Note that this time we benchmark only mutation, as object creation was moved out of the function. As you can see (and this is what I initially expected by creating a very wite agent representation) using a mutable agent is a bit faster. The reason is that there is much less data movement in this case.
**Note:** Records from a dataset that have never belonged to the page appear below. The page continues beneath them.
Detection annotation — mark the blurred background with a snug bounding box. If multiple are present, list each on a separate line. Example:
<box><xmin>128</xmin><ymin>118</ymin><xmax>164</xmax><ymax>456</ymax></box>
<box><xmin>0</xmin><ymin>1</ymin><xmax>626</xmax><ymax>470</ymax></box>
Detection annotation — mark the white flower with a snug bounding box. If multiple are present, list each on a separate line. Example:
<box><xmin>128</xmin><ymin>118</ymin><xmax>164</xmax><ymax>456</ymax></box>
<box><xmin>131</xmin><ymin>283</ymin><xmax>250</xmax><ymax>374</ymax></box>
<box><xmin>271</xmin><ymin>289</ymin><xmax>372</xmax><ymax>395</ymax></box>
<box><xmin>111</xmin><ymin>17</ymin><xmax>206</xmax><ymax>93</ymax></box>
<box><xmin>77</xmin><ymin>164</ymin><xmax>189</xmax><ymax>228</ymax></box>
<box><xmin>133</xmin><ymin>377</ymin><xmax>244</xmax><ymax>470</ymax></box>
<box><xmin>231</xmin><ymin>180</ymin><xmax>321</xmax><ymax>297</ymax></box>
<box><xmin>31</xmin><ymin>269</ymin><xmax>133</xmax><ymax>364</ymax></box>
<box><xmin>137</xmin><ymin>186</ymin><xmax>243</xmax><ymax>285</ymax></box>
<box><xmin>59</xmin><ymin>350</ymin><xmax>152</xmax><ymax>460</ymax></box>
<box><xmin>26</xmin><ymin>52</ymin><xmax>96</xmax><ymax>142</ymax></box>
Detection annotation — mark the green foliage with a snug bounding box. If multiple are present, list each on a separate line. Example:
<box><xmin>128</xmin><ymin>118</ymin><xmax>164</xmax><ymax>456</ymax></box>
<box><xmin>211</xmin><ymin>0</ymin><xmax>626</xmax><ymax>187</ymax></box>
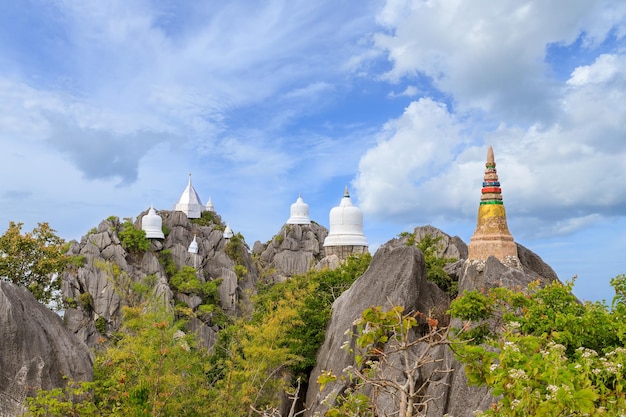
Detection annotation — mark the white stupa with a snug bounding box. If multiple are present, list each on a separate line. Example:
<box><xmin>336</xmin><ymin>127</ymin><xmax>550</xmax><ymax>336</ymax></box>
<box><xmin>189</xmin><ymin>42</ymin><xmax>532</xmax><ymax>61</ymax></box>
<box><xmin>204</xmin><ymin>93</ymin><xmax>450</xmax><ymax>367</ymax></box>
<box><xmin>287</xmin><ymin>195</ymin><xmax>311</xmax><ymax>224</ymax></box>
<box><xmin>174</xmin><ymin>174</ymin><xmax>204</xmax><ymax>219</ymax></box>
<box><xmin>141</xmin><ymin>206</ymin><xmax>165</xmax><ymax>239</ymax></box>
<box><xmin>224</xmin><ymin>224</ymin><xmax>233</xmax><ymax>239</ymax></box>
<box><xmin>187</xmin><ymin>235</ymin><xmax>198</xmax><ymax>254</ymax></box>
<box><xmin>205</xmin><ymin>197</ymin><xmax>215</xmax><ymax>213</ymax></box>
<box><xmin>324</xmin><ymin>186</ymin><xmax>368</xmax><ymax>259</ymax></box>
What would happen if agent had a narrower representation. Let us see by making the tuple have only 10 elements, and not 100 as previously (start a fresh Julia session):

julia> using Statistics

julia> using Setfield

julia> struct Agent2I
           loc::Int
           junk::NTuple{10, Int}
       end

julia> mutable struct Agent2M
           loc::Int
           junk::NTuple{10, Int}
       end

julia> const REF_TUP = ntuple(i -> 0, 10)
(0, 0, 0, 0, 0, 0, 0, 0, 0, 0)

julia> using BenchmarkTools

julia> function gIx(x)
           for i in 1:length(x)
               xi = x[i]
               x[i] = @set xi.loc += 1
           end
           return mean(x -> x.loc, x)
       end
gIx (generic function with 1 method)

julia> function gMx(x)
           for i in 1:length(x)
               x[i].loc += 1
           end
           return mean(x -> x.loc, x)
       end
gMx (generic function with 1 method)

julia> x = [Agent2I(i, REF_TUP) for i in 1:10^6];

julia> @benchmark gIx($x)
BenchmarkTools.Trial:
  memory estimate:  0 bytes
  allocs estimate:  0
  --------------
  minimum time:     12.480 ms (0.00% GC)
  median time:      16.633 ms (0.00% GC)
  mean time:        16.645 ms (0.00% GC)
  maximum time:     17.387 ms (0.00% GC)
  --------------
  samples:          301
  evals/sample:     1

julia> x = [Agent2M(i, REF_TUP) for i in 1:10^6];

julia> @benchmark gMx($x)
BenchmarkTools.Trial:
  memory estimate:  0 bytes
  allocs estimate:  0
  --------------
  minimum time:     12.923 ms (0.00% GC)
  median time:      18.289 ms (0.00% GC)
  mean time:        18.201 ms (0.00% GC)
  maximum time:     20.137 ms (0.00% GC)
  --------------
  samples:          275
  evals/sample:     1

And we see that now immutable approach is a bit faster as we move less data.

Conclusions

In general working with mutable code is easier than working with immutable code. However, if you are working with performance critical code, avoiding using mutable objects is one of the first recommendations to consider when trying to optimize it. Also Setfield.jl (and upcoming Accessors.jl) make working with immutable objects relatively smooth.